Coda File System

Re: Behaviour of coda with large files

From: Jan Harkes <jaharkes_at_cs.cmu.edu>
Date: Mon, 6 Mar 2006 12:32:13 -0500
On Mon, Mar 06, 2006 at 12:00:51PM -0500, Martin Ginkel wrote:
> Jan Harkes wrote:
> >However backfetches are using the same connection, and your backfetch is
> >taking very long. So the server is unable to send the ping back to the
> >client. This shouldn't be a problem because the server should be
> >responding with RPC2_BUSY which will make the client wait an extra 15
> >seconds or so. I guess at some point the client did give up, returned
> >ETIMEDOUT and disconnected.
> 
> Hmm. How is this RPC2_BUSY supposed to work.

After the client sends a request, it starts to wait for a reply. If we
haven't seen the reply after the estimated round trip time period, we
assume that either the request or the reply packet was lost and the
request is retransmitted (wait time is exponentially increased). This is
done up to 5 times.

If the request was lost, the server will see one of the retransmissions.
If the reply was lost, the server will notice that the connection
already handled that request and it will retransmit the reply. Up to
this point everything is pretty predictable.

But if the server is still processing the request, we don't actually
have anything to retransmit, so the server sends back an RPC2_BUSY
reponse to let the client know that it did get the request and it is
still working on it. All of the retransmit/busy handling happens at the
lowest RPC2 layer on the server, the 'socketlistener' thread. So as long
as the server is handling incoming packets, it should be able to
respond.

When the client receives an RPC2_BUSY reponse, it immediately bumps the
retransmission period to the maximum RPC2 timeout value, as we know the
request got there and the reply isn't ready yet. If that times out we
resend the request, and get either a retransmitted response, or another
BUSY.

> Should this ObtainWriteLock somehow timeout? Which thread should
> send the BUSY reply?
> As far as I can see, the client sends the Probe several times on
> the RPC2 level, without getting *any* reply.

Well, the first probe request probably got stuck on that lock, but at
that point the connection state should be S_PROCESS, and any new packets
received by the server on the same connections should automatically get
an RPC2_BUSY response. The only thing I can think of is that it is
sending the busy to a bad address, but I would think that the reponse
have been sent to the wrong place as well.
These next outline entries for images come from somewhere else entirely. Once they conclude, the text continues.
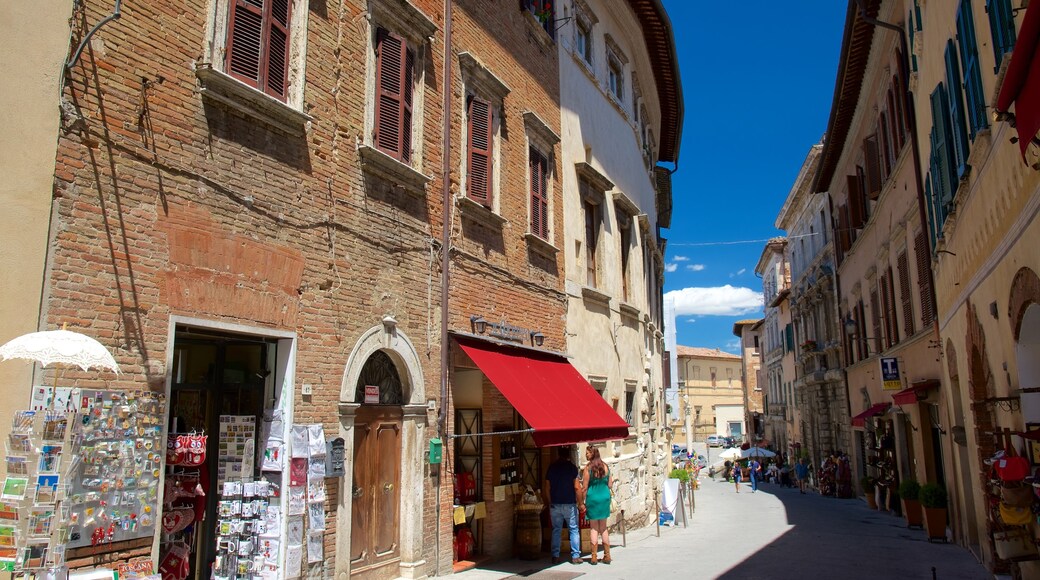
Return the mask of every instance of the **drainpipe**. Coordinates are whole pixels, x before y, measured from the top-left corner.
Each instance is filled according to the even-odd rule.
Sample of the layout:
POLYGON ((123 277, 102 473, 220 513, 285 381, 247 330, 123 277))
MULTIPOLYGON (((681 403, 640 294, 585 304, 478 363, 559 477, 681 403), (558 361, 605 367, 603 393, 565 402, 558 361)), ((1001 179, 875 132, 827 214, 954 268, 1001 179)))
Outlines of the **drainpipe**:
MULTIPOLYGON (((437 417, 437 437, 443 445, 444 436, 448 430, 448 265, 450 261, 451 243, 451 2, 444 2, 444 79, 441 90, 444 93, 443 132, 441 137, 441 187, 443 206, 441 215, 441 400, 440 413, 437 417)), ((443 467, 440 468, 443 470, 443 467)), ((437 533, 436 575, 441 575, 441 487, 440 471, 437 477, 437 533)))
POLYGON ((115 0, 115 7, 112 8, 112 14, 108 15, 107 17, 102 19, 101 22, 94 25, 94 28, 92 28, 90 31, 86 33, 86 36, 83 36, 83 39, 79 43, 79 48, 77 48, 76 52, 73 53, 72 58, 69 59, 69 62, 66 62, 66 71, 71 71, 72 68, 76 65, 76 61, 79 60, 79 55, 82 54, 83 49, 86 48, 86 43, 90 42, 90 36, 94 36, 94 33, 97 32, 98 29, 123 16, 120 14, 121 4, 123 4, 123 0, 115 0))
MULTIPOLYGON (((910 91, 910 49, 908 47, 908 41, 906 32, 903 30, 902 26, 891 24, 889 22, 881 22, 880 20, 870 18, 866 15, 866 7, 863 5, 863 0, 856 0, 856 5, 859 7, 859 16, 863 19, 863 22, 867 24, 873 24, 874 26, 879 26, 881 28, 886 28, 899 34, 900 37, 900 49, 903 51, 903 58, 900 59, 900 75, 907 83, 907 94, 906 94, 906 111, 907 121, 910 125, 910 148, 913 153, 913 177, 915 185, 917 186, 917 216, 920 219, 921 228, 928 228, 928 201, 925 199, 925 178, 920 174, 920 137, 917 135, 917 110, 914 105, 913 93, 910 91)), ((926 235, 925 236, 925 247, 928 249, 928 255, 932 256, 932 240, 926 235)), ((939 336, 939 313, 938 304, 935 299, 935 276, 932 273, 931 263, 929 263, 928 275, 932 279, 930 282, 931 293, 929 296, 934 305, 933 310, 934 316, 932 320, 932 332, 935 335, 936 344, 939 345, 939 352, 942 352, 942 341, 939 336)))
MULTIPOLYGON (((906 79, 907 82, 907 95, 906 95, 906 110, 907 116, 909 117, 910 124, 910 147, 913 149, 913 175, 914 180, 917 185, 917 215, 920 219, 921 228, 928 228, 928 201, 925 199, 925 180, 921 176, 920 168, 920 138, 917 135, 917 110, 914 105, 913 93, 910 91, 910 50, 908 48, 908 41, 906 31, 903 30, 902 26, 882 22, 880 20, 870 18, 866 14, 866 8, 863 5, 863 0, 856 0, 856 6, 859 8, 859 15, 863 19, 863 22, 867 24, 873 24, 874 26, 879 26, 895 32, 900 37, 900 48, 903 51, 903 58, 900 59, 900 72, 902 77, 906 79)), ((928 256, 932 256, 932 240, 930 236, 925 236, 925 247, 928 249, 928 256)), ((939 349, 939 355, 942 355, 942 337, 939 335, 939 312, 938 312, 938 301, 935 296, 935 274, 932 272, 931 260, 928 268, 928 275, 931 279, 931 296, 933 305, 933 317, 932 317, 932 334, 935 337, 935 344, 939 349)), ((968 492, 970 493, 970 491, 968 492)))

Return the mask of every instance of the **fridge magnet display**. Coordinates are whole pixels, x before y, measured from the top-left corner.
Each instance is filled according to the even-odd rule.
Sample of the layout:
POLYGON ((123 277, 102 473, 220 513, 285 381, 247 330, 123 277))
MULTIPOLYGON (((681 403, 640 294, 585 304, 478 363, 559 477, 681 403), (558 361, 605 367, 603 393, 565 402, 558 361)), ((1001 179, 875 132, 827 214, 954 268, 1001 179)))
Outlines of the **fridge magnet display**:
POLYGON ((308 425, 307 441, 309 444, 307 449, 308 457, 318 457, 324 455, 324 427, 321 425, 308 425))
POLYGON ((28 475, 29 474, 28 457, 22 455, 7 455, 7 474, 28 475))
POLYGON ((289 444, 292 457, 308 457, 310 450, 310 433, 307 425, 293 425, 289 431, 289 444))
POLYGON ((29 485, 29 479, 27 477, 11 477, 7 476, 3 482, 3 491, 0 492, 0 498, 2 499, 12 499, 20 500, 25 498, 25 489, 29 485))
POLYGON ((289 462, 289 487, 298 487, 307 484, 307 459, 305 457, 293 457, 289 462))
POLYGON ((307 534, 307 563, 319 563, 324 559, 324 534, 312 531, 307 534))

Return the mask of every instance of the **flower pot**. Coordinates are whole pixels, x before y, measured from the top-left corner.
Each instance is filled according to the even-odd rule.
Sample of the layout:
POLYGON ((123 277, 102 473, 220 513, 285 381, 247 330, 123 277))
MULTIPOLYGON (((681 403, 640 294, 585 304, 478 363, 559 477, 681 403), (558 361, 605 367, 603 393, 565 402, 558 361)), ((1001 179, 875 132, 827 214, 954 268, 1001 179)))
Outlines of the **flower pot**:
MULTIPOLYGON (((904 499, 903 517, 907 519, 908 528, 920 528, 925 525, 925 515, 920 510, 920 502, 917 500, 904 499)), ((945 533, 945 530, 943 530, 945 533)))
POLYGON ((928 539, 946 541, 946 508, 926 507, 925 508, 925 531, 928 539))
POLYGON ((878 508, 878 500, 874 498, 874 490, 867 491, 865 494, 863 494, 863 497, 866 498, 866 505, 869 505, 870 509, 878 508))
POLYGON ((1002 560, 1033 557, 1037 555, 1036 544, 1024 529, 993 532, 993 547, 1002 560))

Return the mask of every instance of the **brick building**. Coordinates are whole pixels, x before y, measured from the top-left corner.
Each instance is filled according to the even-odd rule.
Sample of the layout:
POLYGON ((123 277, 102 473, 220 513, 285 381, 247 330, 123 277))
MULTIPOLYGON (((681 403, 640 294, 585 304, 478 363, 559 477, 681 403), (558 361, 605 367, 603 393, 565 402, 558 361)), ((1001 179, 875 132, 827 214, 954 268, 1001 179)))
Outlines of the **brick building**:
MULTIPOLYGON (((66 370, 60 385, 162 393, 165 429, 207 432, 213 467, 226 419, 255 421, 255 475, 282 484, 286 520, 290 463, 259 467, 264 451, 293 425, 341 438, 345 474, 312 502, 320 549, 301 575, 443 575, 463 527, 476 551, 511 555, 512 483, 539 486, 542 447, 627 434, 563 355, 555 15, 428 0, 114 9, 73 9, 40 311, 122 372, 66 370), (543 437, 560 419, 517 398, 499 374, 517 365, 531 384, 562 373, 577 398, 561 402, 591 394, 598 415, 543 437), (472 501, 453 494, 464 472, 472 501), (482 506, 461 505, 456 525, 460 503, 482 506)), ((631 10, 667 22, 657 3, 631 10)), ((216 483, 179 544, 156 526, 71 547, 69 564, 167 562, 176 544, 187 574, 209 577, 228 549, 216 483)), ((268 534, 275 576, 294 574, 287 533, 268 534)))

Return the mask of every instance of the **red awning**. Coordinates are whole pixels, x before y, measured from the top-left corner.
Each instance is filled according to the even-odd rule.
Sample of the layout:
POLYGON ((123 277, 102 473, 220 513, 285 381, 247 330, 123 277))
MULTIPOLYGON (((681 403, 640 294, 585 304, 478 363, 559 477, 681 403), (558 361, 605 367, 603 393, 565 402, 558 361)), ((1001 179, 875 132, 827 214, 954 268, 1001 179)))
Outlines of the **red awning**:
POLYGON ((915 403, 928 396, 928 391, 931 389, 937 389, 938 387, 939 381, 935 378, 914 383, 899 393, 892 393, 892 402, 895 404, 915 403))
POLYGON ((564 357, 456 337, 535 429, 539 447, 628 437, 626 423, 564 357))
POLYGON ((888 408, 889 406, 892 406, 891 403, 878 403, 876 405, 870 406, 870 408, 867 408, 863 413, 860 413, 859 415, 852 418, 852 426, 862 427, 863 423, 865 423, 867 419, 874 417, 875 415, 884 413, 885 410, 888 408))
POLYGON ((1015 127, 1018 129, 1018 147, 1025 155, 1030 141, 1040 131, 1040 2, 1033 2, 1025 9, 1022 28, 1015 41, 1011 63, 1004 76, 996 110, 1007 111, 1015 104, 1015 127))

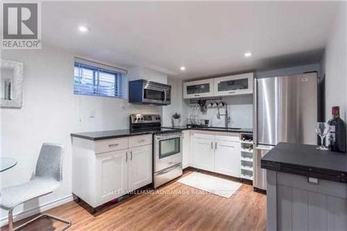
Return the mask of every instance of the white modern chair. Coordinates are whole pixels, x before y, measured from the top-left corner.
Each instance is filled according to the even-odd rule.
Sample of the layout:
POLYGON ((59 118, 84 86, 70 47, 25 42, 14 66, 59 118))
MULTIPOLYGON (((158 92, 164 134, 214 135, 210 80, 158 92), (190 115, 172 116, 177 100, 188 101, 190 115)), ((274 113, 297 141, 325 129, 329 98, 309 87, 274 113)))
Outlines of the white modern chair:
POLYGON ((48 214, 40 214, 25 223, 13 228, 12 212, 15 207, 28 200, 53 192, 59 187, 62 180, 62 146, 60 144, 44 143, 41 147, 36 164, 35 177, 31 181, 8 187, 0 192, 0 207, 8 210, 8 230, 18 230, 43 216, 49 217, 67 225, 62 230, 71 226, 71 221, 48 214))

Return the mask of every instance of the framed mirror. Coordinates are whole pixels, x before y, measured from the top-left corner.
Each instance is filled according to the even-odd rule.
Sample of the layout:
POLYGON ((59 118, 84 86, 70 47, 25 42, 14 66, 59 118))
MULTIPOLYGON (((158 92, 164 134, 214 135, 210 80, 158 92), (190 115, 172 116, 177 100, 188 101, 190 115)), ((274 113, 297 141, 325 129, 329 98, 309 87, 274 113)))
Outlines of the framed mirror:
POLYGON ((0 107, 22 108, 23 62, 0 60, 0 107))

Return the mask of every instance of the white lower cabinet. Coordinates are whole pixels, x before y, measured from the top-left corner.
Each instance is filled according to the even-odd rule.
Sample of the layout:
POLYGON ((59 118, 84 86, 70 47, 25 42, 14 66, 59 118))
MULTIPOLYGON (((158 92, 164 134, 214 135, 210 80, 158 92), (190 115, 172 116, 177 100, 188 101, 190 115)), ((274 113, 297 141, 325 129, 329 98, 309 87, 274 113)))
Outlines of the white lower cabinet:
POLYGON ((191 137, 194 167, 239 178, 240 142, 237 133, 194 133, 191 137), (212 134, 211 134, 212 133, 212 134), (217 135, 215 135, 217 134, 217 135))
POLYGON ((96 207, 151 183, 152 144, 146 136, 132 137, 130 142, 120 138, 102 143, 74 137, 72 192, 96 207), (145 142, 134 142, 137 139, 145 142), (110 146, 120 150, 96 153, 110 146))
POLYGON ((239 178, 240 175, 239 142, 216 139, 215 168, 217 173, 239 178))
POLYGON ((123 195, 128 189, 127 150, 96 155, 95 199, 105 203, 123 195))
POLYGON ((196 135, 193 138, 194 166, 203 170, 214 171, 213 135, 205 137, 196 135))
POLYGON ((182 131, 182 166, 185 169, 191 165, 190 131, 182 131))
POLYGON ((134 191, 152 182, 152 145, 129 149, 128 188, 134 191))

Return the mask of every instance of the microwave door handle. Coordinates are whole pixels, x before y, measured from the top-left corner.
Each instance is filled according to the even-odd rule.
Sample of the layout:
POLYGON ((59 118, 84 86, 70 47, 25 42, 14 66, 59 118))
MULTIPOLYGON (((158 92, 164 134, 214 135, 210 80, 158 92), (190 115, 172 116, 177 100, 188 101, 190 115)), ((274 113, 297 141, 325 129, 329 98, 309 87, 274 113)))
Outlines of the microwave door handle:
POLYGON ((164 90, 164 103, 167 103, 167 90, 165 89, 165 88, 163 88, 162 89, 164 90))

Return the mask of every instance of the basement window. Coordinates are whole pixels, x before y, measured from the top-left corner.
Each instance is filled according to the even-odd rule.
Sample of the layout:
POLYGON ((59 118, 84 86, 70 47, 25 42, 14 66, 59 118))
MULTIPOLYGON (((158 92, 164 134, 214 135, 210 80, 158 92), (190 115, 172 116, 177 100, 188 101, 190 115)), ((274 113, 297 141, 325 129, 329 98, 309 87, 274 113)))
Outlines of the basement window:
POLYGON ((126 70, 75 58, 74 94, 123 98, 126 70))

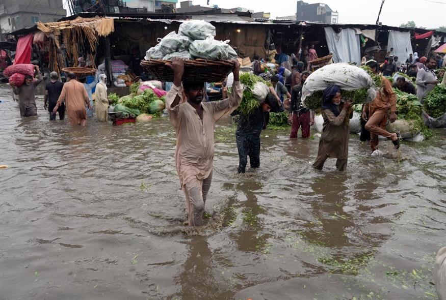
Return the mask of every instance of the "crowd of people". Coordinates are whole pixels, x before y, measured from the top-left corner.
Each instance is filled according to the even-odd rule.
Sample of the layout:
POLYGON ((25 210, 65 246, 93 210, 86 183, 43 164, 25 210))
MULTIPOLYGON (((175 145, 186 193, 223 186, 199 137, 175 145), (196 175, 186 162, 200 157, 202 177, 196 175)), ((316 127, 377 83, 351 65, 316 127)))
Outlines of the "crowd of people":
MULTIPOLYGON (((446 67, 444 54, 418 57, 418 53, 415 52, 413 54, 410 53, 405 63, 402 63, 398 56, 393 54, 393 48, 387 52, 385 60, 379 66, 380 70, 384 76, 393 77, 395 79, 393 87, 405 93, 416 94, 423 103, 426 95, 433 89, 438 83, 434 70, 446 67), (411 82, 408 81, 405 77, 400 76, 399 73, 416 78, 416 88, 411 82)), ((365 65, 371 59, 374 59, 373 54, 366 54, 362 57, 361 64, 365 65)))
MULTIPOLYGON (((291 125, 291 139, 297 138, 299 129, 302 138, 309 138, 310 128, 314 123, 314 112, 303 105, 302 92, 305 81, 311 73, 307 70, 308 59, 317 57, 316 51, 312 51, 313 48, 310 46, 302 52, 300 57, 306 57, 306 61, 294 58, 291 71, 283 66, 273 73, 268 71, 271 87, 266 99, 247 115, 240 114, 235 132, 239 173, 245 172, 248 158, 251 168, 259 167, 260 133, 268 124, 270 112, 287 112, 288 123, 291 125)), ((397 108, 396 96, 392 84, 384 76, 392 75, 399 66, 402 68, 402 65, 396 63, 398 58, 392 57, 392 52, 391 49, 387 53, 388 61, 381 66, 370 55, 365 59, 365 64, 373 72, 380 74, 382 71, 382 75, 384 75, 382 88, 376 98, 362 106, 361 139, 370 140, 372 152, 378 149, 380 135, 388 138, 396 148, 400 146, 398 135, 385 129, 388 118, 391 123, 396 119, 397 108)), ((416 53, 414 54, 417 56, 416 53)), ((267 78, 265 69, 261 66, 261 58, 257 55, 254 58, 253 73, 267 78)), ((409 58, 413 59, 412 55, 409 58)), ((423 64, 421 68, 416 66, 416 92, 414 86, 402 76, 397 78, 393 87, 411 94, 416 93, 422 102, 437 82, 433 70, 439 62, 435 57, 421 57, 419 59, 416 57, 415 60, 416 63, 423 64)), ((411 67, 412 66, 414 65, 411 67)), ((206 101, 205 82, 182 82, 184 72, 182 59, 174 59, 171 68, 175 77, 166 102, 166 109, 177 135, 176 166, 186 196, 189 223, 200 225, 212 177, 214 125, 225 116, 237 113, 235 109, 240 104, 243 92, 239 78, 240 66, 235 62, 231 74, 231 93, 228 94, 227 88, 224 88, 225 99, 218 102, 206 101)), ((37 115, 35 89, 42 80, 37 67, 36 75, 37 80, 33 81, 33 78, 29 76, 24 84, 13 87, 14 93, 19 96, 20 115, 23 116, 37 115)), ((50 82, 45 86, 44 104, 45 109, 49 112, 50 120, 55 119, 57 113, 59 118, 63 119, 66 110, 71 125, 86 126, 87 118, 93 114, 91 91, 95 87, 96 117, 98 121, 107 121, 109 102, 105 75, 99 76, 98 82, 94 81, 90 84, 87 83, 85 78, 79 78, 74 74, 68 74, 68 81, 65 83, 59 80, 59 74, 56 72, 51 73, 50 77, 50 82)), ((331 85, 324 91, 321 112, 323 118, 322 133, 313 167, 321 170, 328 158, 333 158, 337 160, 337 169, 344 171, 347 168, 348 157, 349 125, 353 113, 351 100, 344 99, 340 87, 331 85)))
MULTIPOLYGON (((32 76, 27 76, 24 83, 20 86, 13 85, 14 94, 18 96, 21 116, 37 115, 36 103, 36 90, 43 77, 39 67, 35 66, 36 80, 32 76)), ((85 76, 79 77, 73 73, 67 75, 67 81, 63 83, 60 74, 56 72, 50 73, 49 82, 45 86, 43 107, 49 113, 49 120, 56 119, 57 114, 61 120, 64 119, 65 111, 71 125, 87 125, 88 118, 93 117, 95 112, 97 121, 106 122, 108 119, 109 100, 107 96, 107 78, 102 74, 99 81, 95 79, 87 83, 85 76), (93 108, 92 91, 96 89, 95 105, 93 108)))

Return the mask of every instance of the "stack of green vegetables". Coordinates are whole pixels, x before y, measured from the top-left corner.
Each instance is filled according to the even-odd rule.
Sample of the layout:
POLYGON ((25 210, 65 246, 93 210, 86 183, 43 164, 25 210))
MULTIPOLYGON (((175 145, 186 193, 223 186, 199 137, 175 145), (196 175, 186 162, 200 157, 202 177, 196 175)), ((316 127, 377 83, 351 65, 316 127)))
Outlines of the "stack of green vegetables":
POLYGON ((433 118, 446 113, 446 86, 437 84, 424 99, 425 111, 433 118))
POLYGON ((427 139, 432 137, 432 130, 424 124, 422 113, 423 106, 415 95, 393 88, 397 96, 397 111, 399 119, 403 119, 413 125, 413 132, 421 132, 427 139))
POLYGON ((118 103, 118 101, 119 101, 120 98, 117 94, 112 93, 108 96, 109 103, 111 105, 116 105, 118 103))
POLYGON ((141 95, 137 95, 134 92, 121 97, 115 106, 114 111, 128 112, 135 116, 142 113, 151 114, 153 117, 159 117, 163 114, 165 102, 164 97, 158 98, 151 89, 147 88, 141 95))
MULTIPOLYGON (((366 72, 372 77, 375 85, 380 87, 382 84, 381 77, 372 71, 367 66, 362 66, 361 68, 366 72)), ((368 89, 359 88, 358 89, 342 89, 341 94, 343 98, 350 99, 353 103, 362 104, 367 99, 368 89)), ((322 102, 323 91, 317 91, 307 97, 305 100, 305 105, 311 110, 316 110, 321 108, 322 102)))
POLYGON ((279 130, 284 129, 290 126, 288 124, 288 112, 270 112, 270 121, 268 122, 269 129, 279 130))
POLYGON ((271 83, 249 72, 240 73, 240 82, 245 86, 245 89, 243 90, 243 98, 238 109, 245 115, 248 115, 259 105, 258 101, 252 95, 252 90, 254 84, 257 82, 263 82, 270 86, 271 83))

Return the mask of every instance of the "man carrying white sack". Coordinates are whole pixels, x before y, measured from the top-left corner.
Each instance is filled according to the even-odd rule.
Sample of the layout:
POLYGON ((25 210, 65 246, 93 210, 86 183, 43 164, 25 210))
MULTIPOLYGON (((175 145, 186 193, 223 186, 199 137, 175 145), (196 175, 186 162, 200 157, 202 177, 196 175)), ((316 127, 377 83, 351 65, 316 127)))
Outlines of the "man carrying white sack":
POLYGON ((175 158, 191 226, 203 225, 203 213, 212 180, 214 162, 214 128, 216 122, 229 115, 242 102, 243 89, 239 72, 240 65, 234 61, 234 83, 227 99, 202 102, 204 83, 181 81, 184 60, 174 58, 173 85, 166 96, 166 107, 175 128, 177 143, 175 158), (182 92, 186 96, 182 98, 182 92))

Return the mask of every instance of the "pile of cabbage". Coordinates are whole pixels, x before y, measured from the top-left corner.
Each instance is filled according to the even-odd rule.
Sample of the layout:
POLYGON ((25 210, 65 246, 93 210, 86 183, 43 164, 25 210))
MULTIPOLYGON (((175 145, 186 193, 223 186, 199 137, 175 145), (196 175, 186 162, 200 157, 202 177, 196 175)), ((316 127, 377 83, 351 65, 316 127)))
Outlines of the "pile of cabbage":
POLYGON ((215 27, 208 22, 193 20, 179 26, 178 34, 173 31, 159 40, 159 43, 146 52, 145 59, 171 60, 174 57, 187 59, 233 59, 235 51, 229 41, 218 41, 215 27))
POLYGON ((166 100, 164 96, 159 97, 160 89, 148 87, 141 90, 141 87, 140 86, 137 89, 136 93, 133 91, 130 95, 121 97, 114 111, 122 111, 124 115, 138 116, 138 121, 148 121, 162 115, 166 100))

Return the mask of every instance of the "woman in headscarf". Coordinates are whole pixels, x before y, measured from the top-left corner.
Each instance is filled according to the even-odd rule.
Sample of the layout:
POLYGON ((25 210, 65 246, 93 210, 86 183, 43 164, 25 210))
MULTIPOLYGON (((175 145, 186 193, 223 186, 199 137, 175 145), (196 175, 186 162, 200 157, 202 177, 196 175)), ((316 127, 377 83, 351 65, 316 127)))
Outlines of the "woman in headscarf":
POLYGON ((322 116, 324 125, 319 140, 318 157, 313 167, 322 170, 328 158, 336 158, 336 167, 344 171, 349 155, 349 116, 352 112, 349 101, 341 102, 340 88, 332 84, 324 91, 322 116))
POLYGON ((107 96, 107 77, 105 74, 99 76, 99 82, 96 85, 96 116, 100 122, 108 119, 109 98, 107 96))

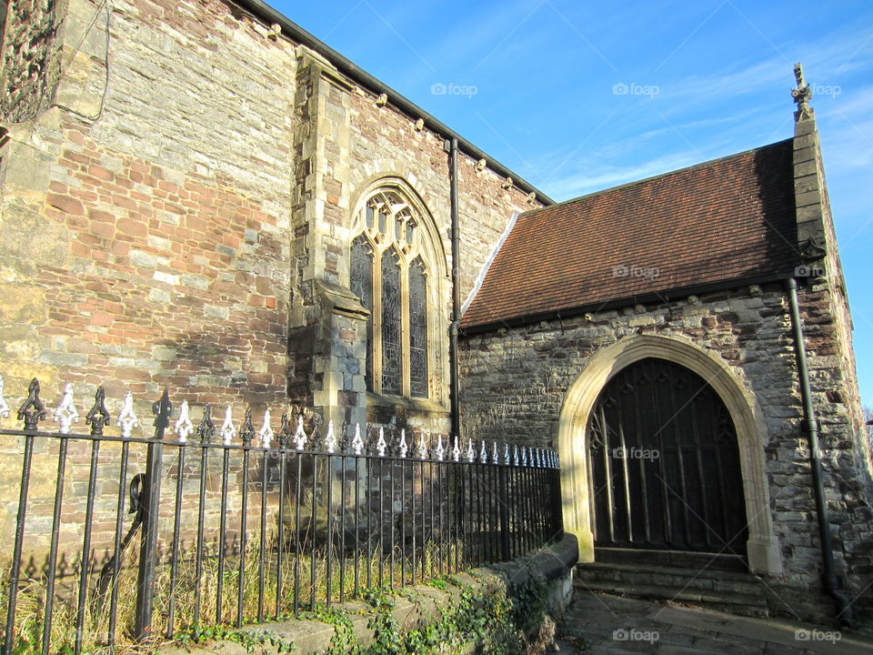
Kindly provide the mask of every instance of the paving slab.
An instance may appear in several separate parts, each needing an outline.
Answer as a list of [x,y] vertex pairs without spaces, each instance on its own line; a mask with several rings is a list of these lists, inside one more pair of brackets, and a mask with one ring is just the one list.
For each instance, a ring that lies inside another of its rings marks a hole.
[[562,655],[873,655],[873,640],[845,630],[581,590],[557,645]]

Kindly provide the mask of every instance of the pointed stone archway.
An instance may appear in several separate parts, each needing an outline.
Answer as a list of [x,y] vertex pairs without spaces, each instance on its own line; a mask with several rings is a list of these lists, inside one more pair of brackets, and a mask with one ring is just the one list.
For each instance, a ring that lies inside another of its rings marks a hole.
[[708,382],[724,401],[734,421],[739,448],[748,520],[748,566],[754,571],[780,574],[782,559],[773,530],[764,457],[767,430],[754,395],[716,356],[689,341],[656,335],[630,337],[597,352],[564,398],[557,429],[564,528],[579,539],[580,561],[594,561],[592,499],[588,489],[588,417],[607,382],[629,364],[646,358],[667,359],[691,369]]

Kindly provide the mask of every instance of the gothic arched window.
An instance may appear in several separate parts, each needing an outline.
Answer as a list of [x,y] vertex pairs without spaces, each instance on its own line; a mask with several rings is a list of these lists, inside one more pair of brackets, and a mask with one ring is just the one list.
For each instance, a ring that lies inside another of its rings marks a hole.
[[353,220],[349,286],[370,310],[366,325],[366,388],[389,396],[432,396],[434,340],[428,301],[434,240],[420,208],[399,187],[366,196]]

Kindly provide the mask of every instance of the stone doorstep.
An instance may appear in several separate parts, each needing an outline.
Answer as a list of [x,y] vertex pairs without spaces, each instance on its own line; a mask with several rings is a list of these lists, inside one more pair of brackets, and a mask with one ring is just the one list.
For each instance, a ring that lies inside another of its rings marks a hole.
[[[873,640],[869,638],[840,632],[833,628],[815,626],[811,623],[802,623],[785,619],[738,617],[712,610],[690,609],[671,605],[656,610],[647,615],[646,618],[661,623],[690,628],[704,632],[717,632],[788,646],[798,649],[798,651],[801,649],[806,649],[824,655],[852,655],[853,653],[869,655],[873,652]],[[839,635],[839,640],[798,640],[796,638],[796,630],[800,630],[810,634],[819,635],[836,632]]]
[[736,572],[703,567],[699,569],[689,569],[648,564],[641,566],[639,564],[613,564],[610,562],[594,561],[586,564],[577,564],[576,567],[576,571],[580,578],[587,577],[588,572],[597,578],[600,578],[601,575],[609,572],[615,572],[615,574],[618,576],[617,579],[621,579],[625,576],[632,576],[638,579],[640,575],[664,575],[670,578],[682,578],[684,581],[699,579],[711,581],[713,583],[724,582],[728,585],[730,583],[755,586],[759,586],[761,584],[761,579],[753,573],[749,573],[748,571]]
[[667,602],[703,604],[714,610],[730,612],[734,615],[748,615],[758,618],[768,616],[767,602],[760,595],[740,594],[736,592],[701,593],[700,590],[682,590],[650,585],[615,584],[608,582],[581,582],[586,591],[606,593],[622,597],[666,600]]

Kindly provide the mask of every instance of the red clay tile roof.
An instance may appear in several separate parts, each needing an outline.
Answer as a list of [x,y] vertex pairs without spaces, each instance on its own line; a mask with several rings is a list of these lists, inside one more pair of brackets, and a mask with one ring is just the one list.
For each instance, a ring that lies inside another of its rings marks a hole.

> >This is actually not a reintegration write lock, this is caused by the
> >fact that there is only a single RPC2 connection from the server to the
> >client, so it can only do one thing at a time. Fetch a file, or send a
> >callback probe.
> 
> You mentioned, that clients should break up their store OPs.
> Can they break up the transfer-size below file-size?
> Or do they have to transmit at least one file completely.
> I think this matters for the ISO-Images.

It happens right before reintegration. If the first CML entry is a large
store, it will be send in smaller chunks. Then when we reintegrate we
add a handle to the store log entry, which makes the server avoid the
backfetch and use the previously sent data.

Jan
Received on 2006-03-06 12:33:12